The face of small car market is just about to change in Pakistan with the launching of Daihatsu 850 cc Cuore compact car. A retail price tag of Rs 359,000 for Cuore CL variant makes it the lowest priced locally assembled car. The prices of Cuore CG and CX variants at Rs 379,000 and Rs 419,000, respectively, are also lower than its two main rivals — Suzuki Mehran 800 cc and Khyber 1000 cc.

For the last seventeen years Suzuki has completely dominated the small car market in Pakistan facing no competition as the sole assembler of small 800 cc and 1000 cc cars, jeep, van and pickup. Its 1300 cc Margalla, and its replacement, the 1300 cc Suzuki Baleno two years ago, also enjoys a significant share of the medium-size segment of the market which is dominated mainly by two other Japanese assemblers — Honda and Toyota — who also assemble and compete for 1500 cc, 1600 cc and 2000 cc car market.

The arrival of first real competition in the small car market in the absence of auto imports, which is being discouraged through heavy import duty on new and used cars, will offer choice of price and product to many potential car buyers who thus far were devoid of such a choice.

The Daihatsu project was inaugurated on November 18, 1998 and has been completed three-month ahead of schedule. The project is a joint venture between Toyota Motor and Daihatsu Motor both of Japan and Indus Motor, Company of Pakistan, the local assemblers of Toyota Corolla cars and Toyota Hilux trucks.

It is for the first time anywhere in the world that Toyota and Daihatsu vehicles are being manufactured not only at one plant but will also be marketed through the Toyota dealership network nationwide. The Indus Motor's assembly plant at the Port Qasim has been modified to produce a number of Toyota Corolla variants as well Cuore compact. The plant has the capacity to produce 10,000 Cuore cars per year in single shift though actual production will depend on the market demand. Cuore has achieved a 40 per cent localisation, the highest ever deletion level achieved by a new car at the time of its launch in Pakistan.

Aiming to establish Cuore as market leader in Pakistan, the Indus Motor has not only expanded its 3S dealerships from 17 to 27 throughout the country, including first ever dealerships in Mardan and Sargohda, but has also upgraded its existing facilities to ensure that high quality after-sales service is also extented to Daihatsu vehicles.

Mr I. Shingu, the president of Daihatsu Motor Company who flew from Japan to especially attend the launching ceremony said that his engineers conducted extensive road tests and made improvements in the suspension system to make Cuore the most suitable car for Pakistan.

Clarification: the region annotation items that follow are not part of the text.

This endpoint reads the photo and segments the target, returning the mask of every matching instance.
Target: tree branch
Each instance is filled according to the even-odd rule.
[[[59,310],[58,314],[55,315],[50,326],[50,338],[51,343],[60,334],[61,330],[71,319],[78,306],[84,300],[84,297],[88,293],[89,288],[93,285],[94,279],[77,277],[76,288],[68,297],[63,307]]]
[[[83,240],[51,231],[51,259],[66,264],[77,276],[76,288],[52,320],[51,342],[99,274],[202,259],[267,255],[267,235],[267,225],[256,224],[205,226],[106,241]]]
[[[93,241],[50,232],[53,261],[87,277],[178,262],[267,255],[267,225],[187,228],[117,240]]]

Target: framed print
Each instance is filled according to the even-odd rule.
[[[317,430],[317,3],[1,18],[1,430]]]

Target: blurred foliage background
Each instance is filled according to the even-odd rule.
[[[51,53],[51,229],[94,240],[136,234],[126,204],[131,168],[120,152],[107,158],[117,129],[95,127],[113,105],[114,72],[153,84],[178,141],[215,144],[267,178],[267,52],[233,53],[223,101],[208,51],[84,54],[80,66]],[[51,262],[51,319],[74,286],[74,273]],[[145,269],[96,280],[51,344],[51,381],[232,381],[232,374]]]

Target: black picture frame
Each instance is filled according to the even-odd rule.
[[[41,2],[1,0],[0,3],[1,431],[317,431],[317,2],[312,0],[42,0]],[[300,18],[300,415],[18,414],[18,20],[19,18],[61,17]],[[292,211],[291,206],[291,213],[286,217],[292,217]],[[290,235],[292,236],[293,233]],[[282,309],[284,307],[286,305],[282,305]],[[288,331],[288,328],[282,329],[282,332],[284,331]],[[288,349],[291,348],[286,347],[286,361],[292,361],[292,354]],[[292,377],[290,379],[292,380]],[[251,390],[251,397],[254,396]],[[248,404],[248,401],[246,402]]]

Daihatsu's Shiga test track in Japan which have such features as acute turnings, rough paved track, rope road now also has Pakistani style speed-breaker.

The significance of the Cuore entry in the small car market is evident from the following facts. Of the total 47, 000 cars and light commercial vehicles produced in Pakistan during 1998-99, 30,393 or some 65 per cent fell in the small 800-1000 cc car segment, all of them Suzuki. The 800 cc Suzuki Mehran is the most favourite car in Pakistan — over 16,500 were produced in 1998-99. Suzuki Khyber was the second most produced car- 6991. The buyers would be the real beneficiary of the emerging competition between Suzuki and Cuore.

As Cuore gears up to challenge Suzuki, the sharp rise in the car prices in recent years has drawn the government attention. The chief guest of the Cuore inauguration ceremony Abu Shamim Ariff, the secretary Ministry of Commerce and Industries, said that while the government is willing to support the local auto industry it also needs the industry's support, particularly from the Japanese principals, to fulfil their obligations for transfer of technology, to ensure affordable prices, and to prepare export plans.

He said the corner-stone of the present government's policy is to maintain consistency and transparency to attract additional investments, including foreign investment, into the country. 'We have initiated talks with the industry and vendors to finalise a long-term policy for the auto industry. To promote localisation, we have also approached the WTO to grant Pakistan a seven-year extension to the Trade Recognition of Intellectual Property (TRIP) agreement so as to maintain our current localisation programme," he said.

Calling the high prices of locally produced automobiles as 'disturbing" he said that "the government cannot remain a silent spectator to sharp increase. He also called the standing of yen as paradoxical. "A strong yen should allow the Japanese principals to pass the benefit to car buyers in Pakistan. If Japanese economy is getting strong its benefits should be passed to Pakistan and not the other way around."

Agreeing with the comment earlier made by the chairman of Indus Motor Company, Ali S. Habib, that auto market in Pakistan is growing at a nominal rate. Mr. Ariff said that "it has been so primarily because of sharp increase in auto prices." He also asked "why the car producers in general are utilizing their single shift production shift? They should expand their local market and also go for exports."

The Managing Director of Indus Motor, Farad Zulficar, said that heavy taxation is one of the major reason for high car prices in Pakistan. For instance, he said, 30 per cent of the retail price of Toyota Corolla 1300 cc XE model is collected by the government in taxation. "Remove the heavy taxation the prices of automobiles will automatically come down," he added.